The goal of the Museum’s American Art Initiative is to provide each of our visitors with the opportunity to experience and gain an understanding of the full historical range of American Art. To that end, we are dramatically expanding our Permanent Collection and working to create a new permanent exhibition that will present a two-hundred year survey of American fine & decorative art. Our very first purchase for this new exhibition is a handsome, early American Tallcase Clock (c.1820) which was owned by a prominent Fort Wayne couple, successful hotelier William McKinnie and his wife Georgie Fleming McKinnie. William was preceded in the hotel business in Fort Wayne by his father, Captain McKinnie who moved here from Philadelphia after the Civil War and operated hotels and restaurants that catered to the railroad traffic. Georgie’s family also prospered in Fort Wayne — her father was a well-loved teacher before becoming the publisher of the News-Sentinel and then he later became owner of the railroad.

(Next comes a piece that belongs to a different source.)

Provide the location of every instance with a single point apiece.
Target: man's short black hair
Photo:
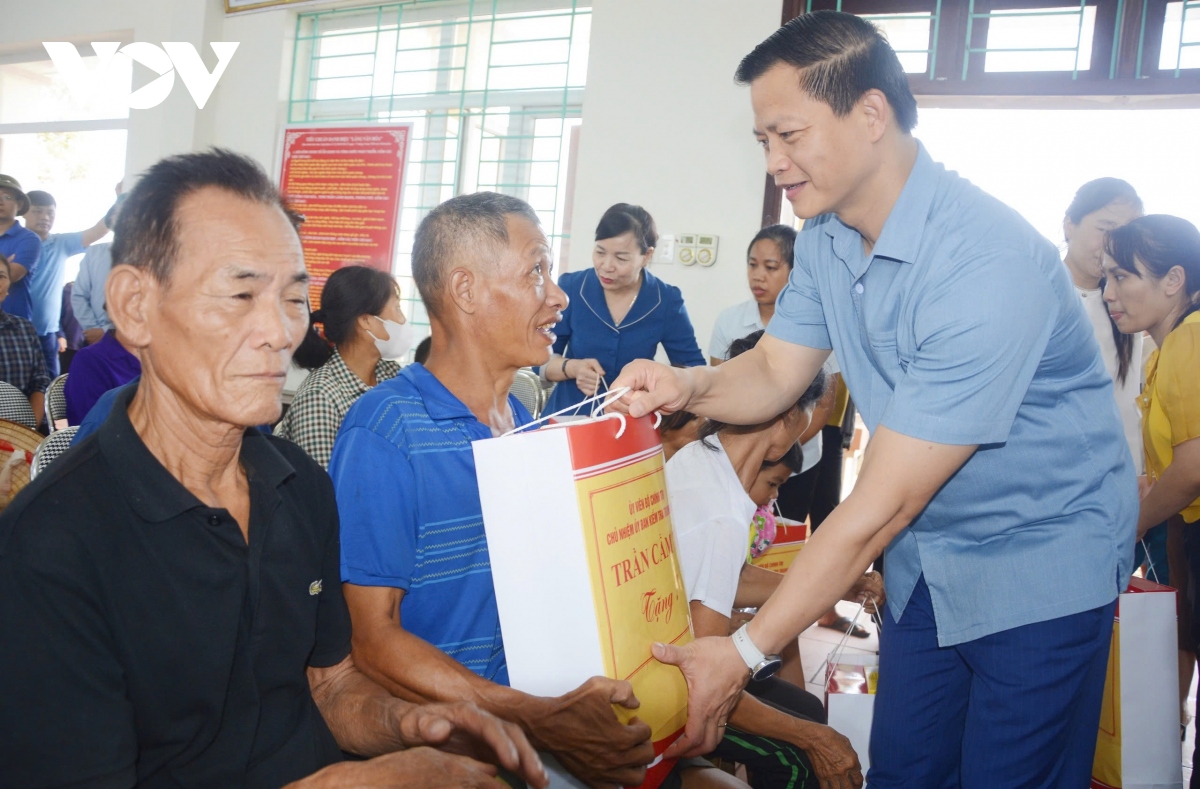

Several things make this grand clock a special find. First, because we could clearly trace this clock’s provenance, we were able to determine that it was in original condition (except for a few very minor repairs) and had not been restored. We were also able to ascertain that the “works” of this particular clock were indeed intended for this particular cherry case. In a clock of this vintage it’s not uncommon to find the works of one clock have been switched to a different case. Perhaps the most distinctive aspect of this marvelous tallcase is that we believe it was made in the workshop of one of America’s greatest clockmakers, Seth Thomas. As a teen, Thomas apprenticed for several years with clockmaker Eli Terry in Wolcott, Connecticut, first learning cabinet-making and then how to craft the delicate wooden gears and mechanisms that comprise a clock’s works. By 1810, he had saved enough money to partner with fellow apprentice Silas Hoadley to buy Eli Terry’s business from him in 1810. The two young men worked diligently and, in just three years, Thomas had saved enough money to strike out on his own in nearby Plymouth Hollow. We believe that the McKinnie Clock was made by Thomas in his new Plymouth Hollow shop in approximately 1820.

With the generous assistance of Gene & Sarah Philips and Bruce Chaney, we were able to acquire the McKinnie Clock as the first new acquisition of the American Art Initiative. This splendid example of American clockmaking is now on permanent display in the Museum. We invite you to come in soon to see this fabulous new addition to our Collection.